VIFW 2023 Interview with Fashion Designer Heather Bouchier of Heather Bouchier Design

Heather Bouchier Design will be showing their collection on Nov. 21 - All My RelationsTraditional practices mix with contemporary aesthetics in magnificent pieces from emerging and established Indigenous designers. This show will feature a collaboration with Indi City. More info and Tickets HERE

From the VIFW Press Release - 

Nation: Beardy’s and Okemasis. 

Originally from Beardys & Okemasis Cree Nation in Saskatchewan, Heather has been in Edmonton since 2005. She attended Fashion Design school in Saskatoon and has been sewing since 2001.

Her design aesthetic includes the use of thrifting, up cycling, some traditional techniques and materials such as beadwork, horsehair, dentillium and hides. Heather is inspired by vintage styles and blends them with modern design. She owns her own business as a custom seamstress, costume designer, tailor, and jewelry artist.
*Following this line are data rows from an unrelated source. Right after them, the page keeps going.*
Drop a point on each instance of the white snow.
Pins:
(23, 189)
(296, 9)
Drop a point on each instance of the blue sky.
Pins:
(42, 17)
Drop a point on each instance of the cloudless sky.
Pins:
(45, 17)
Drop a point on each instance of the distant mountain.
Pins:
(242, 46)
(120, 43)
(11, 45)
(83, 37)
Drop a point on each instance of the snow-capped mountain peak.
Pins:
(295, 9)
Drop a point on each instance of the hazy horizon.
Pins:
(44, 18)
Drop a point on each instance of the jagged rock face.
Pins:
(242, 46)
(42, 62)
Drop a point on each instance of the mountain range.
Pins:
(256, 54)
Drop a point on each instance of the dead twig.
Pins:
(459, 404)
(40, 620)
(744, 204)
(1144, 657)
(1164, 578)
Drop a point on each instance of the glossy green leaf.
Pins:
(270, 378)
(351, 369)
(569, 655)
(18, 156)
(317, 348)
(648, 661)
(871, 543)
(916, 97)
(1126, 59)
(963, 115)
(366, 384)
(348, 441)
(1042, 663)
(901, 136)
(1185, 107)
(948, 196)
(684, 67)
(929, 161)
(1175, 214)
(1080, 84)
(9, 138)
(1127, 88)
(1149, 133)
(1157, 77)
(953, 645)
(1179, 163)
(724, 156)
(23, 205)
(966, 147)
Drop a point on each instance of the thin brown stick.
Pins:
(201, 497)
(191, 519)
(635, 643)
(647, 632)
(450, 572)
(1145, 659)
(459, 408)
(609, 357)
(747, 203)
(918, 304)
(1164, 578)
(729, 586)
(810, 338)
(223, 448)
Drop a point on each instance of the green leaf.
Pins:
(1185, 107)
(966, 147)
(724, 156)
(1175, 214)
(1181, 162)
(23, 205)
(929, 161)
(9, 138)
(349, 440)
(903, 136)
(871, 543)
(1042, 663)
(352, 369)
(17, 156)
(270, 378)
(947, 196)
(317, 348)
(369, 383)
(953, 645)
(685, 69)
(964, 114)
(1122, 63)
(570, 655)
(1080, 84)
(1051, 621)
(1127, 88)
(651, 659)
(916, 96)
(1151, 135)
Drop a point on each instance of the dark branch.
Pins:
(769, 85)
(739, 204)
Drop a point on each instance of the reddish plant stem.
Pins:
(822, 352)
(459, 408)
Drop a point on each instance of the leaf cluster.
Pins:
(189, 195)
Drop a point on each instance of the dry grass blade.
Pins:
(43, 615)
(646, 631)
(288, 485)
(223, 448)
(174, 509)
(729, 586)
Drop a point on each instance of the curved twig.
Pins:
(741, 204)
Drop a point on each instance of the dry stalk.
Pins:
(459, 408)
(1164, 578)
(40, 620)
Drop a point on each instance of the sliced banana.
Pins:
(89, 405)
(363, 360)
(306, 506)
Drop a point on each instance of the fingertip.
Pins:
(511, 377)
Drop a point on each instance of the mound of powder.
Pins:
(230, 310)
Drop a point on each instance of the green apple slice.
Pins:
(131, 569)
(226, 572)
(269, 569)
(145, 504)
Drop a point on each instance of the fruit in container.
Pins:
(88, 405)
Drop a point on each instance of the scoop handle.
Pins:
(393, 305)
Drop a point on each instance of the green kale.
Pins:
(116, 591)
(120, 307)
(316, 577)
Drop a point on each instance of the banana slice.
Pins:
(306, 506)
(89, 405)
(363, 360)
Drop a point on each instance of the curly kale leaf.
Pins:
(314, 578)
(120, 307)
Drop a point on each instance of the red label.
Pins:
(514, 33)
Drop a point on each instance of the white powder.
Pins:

Heather has shown her collections all over North America and Japan. Heather completed an Artist Residency at the Banff Centre For Art and Creativity for Indigenous Haute Couture along with 9 other Designers from across Turtle Island. One of Heather’s award winning gowns was featured in Chatelaine magazine’s Spring 2023 Issue.

She serves as Fashion Director for Heart of the City Festival and is the Creative Director of the Indigenous Empowerment Fashion Collective. They focus on creating opportunities for Indigenous People who wish to follow dreams in the Fashion Industry.

Indi City - Angel Aubichon, a Métis and Cree woman from Peepeekisis Cree Nation, serves as the Co-founder and CEO of Indi City, a tech-enabled Indigenous retail brand. Angel's journey from Meadow Lake, Saskatchewan, to her studies in creative writing, languages, and Indigenous Women in Community Leadership has been a remarkable one. She initially explored animation and film, then delved into community organizing and the non-profit sector.

As a young single mother of an autistic son, Angel turned to beadwork to support her family, which eventually led to her vision for scaling Indigenous adornment. Indi City was born out of this dream, incubated within tech makerspaces in Calgary. Their beloved core product, laser-cut acetate earrings, draws inspiration from Angel's Kokum's woodland floral style beadwork.


Indi City's mission revolves around Indigenous economic sovereignty, with a specific focus on empowering Matriarchs. They bring this vision to life through innovative creations like wearable tech-regalia, seamlessly blending the ancient with the modern, creating functional and stylish wearable art.

Their dedication to preserving and promoting the voices of original storytellers is embedded in their approach to fashion, design, and innovation. Indi City's journey is a tribute to their ancestors while opening the door to a new era of Indigenous expression

Interview - 

Please share a bit about your journey to embrace fashion design as a career.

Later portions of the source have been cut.